The search results on Kugou music are usually displayed in pages, so I need to handle pagination logic to fetch more songs:

def get_all_songs(artist, max_pages=5):
    all_songs = []
    for page in range(1, max_pages + 1):
        page_url = f"https://www.kugou.com/song/#searchKeyWord={artist}&amp;page={page}"
        response = requests.get(page_url, headers=headers)
        if response.status_code == 200:
            soup = BeautifulSoup(response.text, 'html.parser')
            song_list = soup.find('div', class_='song-list')
            if not song_list:
                break  # No more songs, exit loop
            for item in song_list.find_all('div', class_='item'):
                title = item.find('span', class_='song-name').get_text()
                singer = item.find('span', class_='singer').get_text()
                play_link = item.find('a')['href']
                all_songs.append({'title': title, 'singer': singer, 'play_link': play_link})
        else:
            print(f"Request for page {page} failed")
            break
    return all_songs

artist_songs = get_all_songs("周杰伦")
for song in artist_songs:
    song['download_link'] = get_download_link(song['play_link'])

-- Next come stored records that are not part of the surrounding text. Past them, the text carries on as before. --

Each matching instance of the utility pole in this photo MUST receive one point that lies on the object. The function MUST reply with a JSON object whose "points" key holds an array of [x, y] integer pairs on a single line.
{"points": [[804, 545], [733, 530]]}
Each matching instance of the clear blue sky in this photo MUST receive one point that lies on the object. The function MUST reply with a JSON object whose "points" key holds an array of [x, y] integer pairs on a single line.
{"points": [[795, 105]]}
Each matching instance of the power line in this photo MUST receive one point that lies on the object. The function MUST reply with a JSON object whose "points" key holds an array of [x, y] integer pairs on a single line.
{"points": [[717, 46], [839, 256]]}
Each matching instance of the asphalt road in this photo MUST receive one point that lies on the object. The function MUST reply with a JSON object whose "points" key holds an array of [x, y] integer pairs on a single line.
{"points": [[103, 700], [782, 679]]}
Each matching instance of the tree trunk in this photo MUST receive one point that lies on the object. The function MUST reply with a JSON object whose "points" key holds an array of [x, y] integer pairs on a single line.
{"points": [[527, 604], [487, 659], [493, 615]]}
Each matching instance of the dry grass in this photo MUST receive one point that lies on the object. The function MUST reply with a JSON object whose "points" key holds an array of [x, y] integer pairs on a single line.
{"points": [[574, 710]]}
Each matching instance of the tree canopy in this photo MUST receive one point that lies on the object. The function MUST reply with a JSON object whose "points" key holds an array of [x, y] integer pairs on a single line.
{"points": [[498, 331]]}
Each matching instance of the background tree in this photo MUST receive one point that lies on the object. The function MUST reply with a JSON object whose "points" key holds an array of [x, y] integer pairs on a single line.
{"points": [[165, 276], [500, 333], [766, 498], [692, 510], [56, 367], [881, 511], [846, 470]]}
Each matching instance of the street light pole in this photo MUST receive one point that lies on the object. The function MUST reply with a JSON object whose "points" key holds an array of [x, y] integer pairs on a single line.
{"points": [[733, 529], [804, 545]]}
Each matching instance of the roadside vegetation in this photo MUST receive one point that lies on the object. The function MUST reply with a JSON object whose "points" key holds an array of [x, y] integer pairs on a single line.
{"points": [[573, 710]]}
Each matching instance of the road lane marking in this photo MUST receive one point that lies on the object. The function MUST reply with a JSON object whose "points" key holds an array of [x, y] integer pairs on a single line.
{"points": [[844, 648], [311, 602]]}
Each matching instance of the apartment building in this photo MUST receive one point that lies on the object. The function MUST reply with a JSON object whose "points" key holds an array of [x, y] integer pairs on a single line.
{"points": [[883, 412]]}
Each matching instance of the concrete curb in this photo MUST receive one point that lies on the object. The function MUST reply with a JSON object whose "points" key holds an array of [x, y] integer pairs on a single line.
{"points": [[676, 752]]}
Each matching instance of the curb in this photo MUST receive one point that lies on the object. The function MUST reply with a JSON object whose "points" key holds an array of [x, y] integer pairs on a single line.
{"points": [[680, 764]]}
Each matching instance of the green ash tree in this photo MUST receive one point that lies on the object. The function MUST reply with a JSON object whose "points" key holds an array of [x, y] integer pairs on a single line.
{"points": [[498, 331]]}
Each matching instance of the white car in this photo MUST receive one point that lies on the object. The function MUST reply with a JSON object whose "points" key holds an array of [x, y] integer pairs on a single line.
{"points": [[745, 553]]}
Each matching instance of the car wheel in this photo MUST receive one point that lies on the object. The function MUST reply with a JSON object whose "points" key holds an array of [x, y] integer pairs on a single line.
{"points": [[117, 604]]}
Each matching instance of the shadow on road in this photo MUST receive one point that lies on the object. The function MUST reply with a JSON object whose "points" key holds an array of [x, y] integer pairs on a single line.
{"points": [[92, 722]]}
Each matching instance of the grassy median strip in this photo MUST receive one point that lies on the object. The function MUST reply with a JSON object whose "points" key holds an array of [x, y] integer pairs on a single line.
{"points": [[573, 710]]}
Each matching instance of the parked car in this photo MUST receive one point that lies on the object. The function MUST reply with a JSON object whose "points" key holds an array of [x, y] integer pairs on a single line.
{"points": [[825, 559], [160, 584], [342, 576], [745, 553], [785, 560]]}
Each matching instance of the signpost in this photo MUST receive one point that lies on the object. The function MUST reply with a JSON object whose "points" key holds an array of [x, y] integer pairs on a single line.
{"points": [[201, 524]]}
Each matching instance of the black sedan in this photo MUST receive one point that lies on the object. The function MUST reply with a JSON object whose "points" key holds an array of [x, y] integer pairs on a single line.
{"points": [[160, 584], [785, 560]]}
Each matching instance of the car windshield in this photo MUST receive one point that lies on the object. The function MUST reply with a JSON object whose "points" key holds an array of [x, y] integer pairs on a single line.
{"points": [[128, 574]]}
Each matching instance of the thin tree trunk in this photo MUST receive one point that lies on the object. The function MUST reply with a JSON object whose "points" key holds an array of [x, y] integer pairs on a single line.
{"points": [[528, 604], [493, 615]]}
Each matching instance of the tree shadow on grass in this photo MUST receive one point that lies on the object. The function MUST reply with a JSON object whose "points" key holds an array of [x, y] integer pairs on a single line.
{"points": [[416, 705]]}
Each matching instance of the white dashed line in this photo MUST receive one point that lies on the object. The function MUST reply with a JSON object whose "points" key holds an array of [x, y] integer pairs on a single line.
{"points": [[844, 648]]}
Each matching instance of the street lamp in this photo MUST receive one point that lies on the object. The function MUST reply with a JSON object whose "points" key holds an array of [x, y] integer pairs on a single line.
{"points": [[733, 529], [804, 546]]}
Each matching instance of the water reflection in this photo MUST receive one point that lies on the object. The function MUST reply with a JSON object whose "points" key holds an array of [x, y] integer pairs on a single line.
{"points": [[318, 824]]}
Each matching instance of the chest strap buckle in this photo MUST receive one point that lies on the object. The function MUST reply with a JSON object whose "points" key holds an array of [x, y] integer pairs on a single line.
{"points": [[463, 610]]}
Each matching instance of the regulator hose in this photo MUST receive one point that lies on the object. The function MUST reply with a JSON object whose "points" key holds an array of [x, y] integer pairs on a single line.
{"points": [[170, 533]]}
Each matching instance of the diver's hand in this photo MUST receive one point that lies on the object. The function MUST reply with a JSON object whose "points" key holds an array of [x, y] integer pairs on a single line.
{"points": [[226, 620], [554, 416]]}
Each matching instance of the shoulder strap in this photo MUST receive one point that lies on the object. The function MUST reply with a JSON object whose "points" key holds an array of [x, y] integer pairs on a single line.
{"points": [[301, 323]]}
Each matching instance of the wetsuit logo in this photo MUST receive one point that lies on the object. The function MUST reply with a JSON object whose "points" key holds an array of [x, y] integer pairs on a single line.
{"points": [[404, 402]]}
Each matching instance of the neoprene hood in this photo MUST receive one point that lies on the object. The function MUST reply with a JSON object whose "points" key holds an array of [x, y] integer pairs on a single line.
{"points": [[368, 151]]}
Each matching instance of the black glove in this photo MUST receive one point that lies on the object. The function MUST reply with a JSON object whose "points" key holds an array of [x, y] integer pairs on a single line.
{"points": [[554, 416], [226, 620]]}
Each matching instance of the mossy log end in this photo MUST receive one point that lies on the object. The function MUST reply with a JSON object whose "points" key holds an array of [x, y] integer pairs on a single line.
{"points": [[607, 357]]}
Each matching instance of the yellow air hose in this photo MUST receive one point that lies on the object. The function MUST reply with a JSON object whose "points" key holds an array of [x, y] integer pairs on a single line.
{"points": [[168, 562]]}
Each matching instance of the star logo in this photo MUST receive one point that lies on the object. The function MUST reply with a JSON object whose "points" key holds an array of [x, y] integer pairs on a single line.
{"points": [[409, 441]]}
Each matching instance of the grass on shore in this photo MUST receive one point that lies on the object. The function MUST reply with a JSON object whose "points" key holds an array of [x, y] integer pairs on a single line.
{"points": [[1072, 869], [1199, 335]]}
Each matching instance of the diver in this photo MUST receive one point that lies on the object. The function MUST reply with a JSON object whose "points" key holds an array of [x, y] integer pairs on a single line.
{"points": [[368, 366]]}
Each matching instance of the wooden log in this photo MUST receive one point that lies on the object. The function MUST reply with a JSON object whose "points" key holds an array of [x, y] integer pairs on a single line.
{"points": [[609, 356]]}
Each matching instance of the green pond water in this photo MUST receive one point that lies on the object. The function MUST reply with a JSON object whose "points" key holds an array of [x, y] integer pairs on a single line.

Step 6: Batch Download and Manage Music

To support batch downloads, I created a configuration file listing the artists or albums to download:

# config.py
artists = ["周杰伦", "林俊杰", "Taylor Swift"]
albums = ["Album 1", "Album 2"]

The main program reads the configuration file and downloads each song in turn:

from config import artists, albums

def download_all_music():
    for artist in artists:
        songs = get_all_songs(artist)
        for song in songs:
            if song['download_link']:
                file_name = f"{song['title']} - {song['singer']}.mp3"
                save_path = os.path.join(music_folder, file_name)
                if download_music(song['download_link'], save_path):
                    print(f"Download successful: {file_name}")
                else:
                    print(f"Download failed: {file_name}")

download_all_music()

Optimization and Expansion: From Basic to Advanced

After implementing the basic functionality, I began optimizing and expanding the tool. To improve download speed, I added multi-threading support:

import concurrent.futures

def download_song(song):
    if song['download_link']:
        file_name = f"{song['title']} - {song['singer']}.mp3"
        save_path = os.path.join(music_folder, file_name)
        if download_music(song['download_link'], save_path):
            return f"Download successful: {file_name}"
        else:
            return f"Download failed: {file_name}"
    return None

def download_all_music_multithread():
    all_songs = []
    for artist in artists:
        all_songs.extend(get_all_songs(artist))
    
    with concurrent.futures.ThreadPoolExecutor(max_workers=5) as executor:
        results = list(executor.map(download_song, all_songs))
        for result in results:
            if result:
                print(result)

download_all_music_multithread()

To handle potential network issues, I added a retry mechanism:

from tenacity import retry, stop_after_attempt

@retry(stop=stop_after_attempt(3))
def download_music_with_retry(download_link, save_path):
    return download_music(download_link, save_path)

Conclusion:

By building this tool to automatically fetch music, I not only solved the cumbersome problem of manually downloading music but also learned how to efficiently handle web scraping tasks with Python. This tool allows me to easily establish my own music library and enjoy music anytime, anywhere.

As I realized during development, “Automation is not just a technology, but a way of life.” This statement made me aware that the true value of programming lies in how it changes our lives. Whether it’s fetching music or solving other daily problems, Python can become our most powerful tool.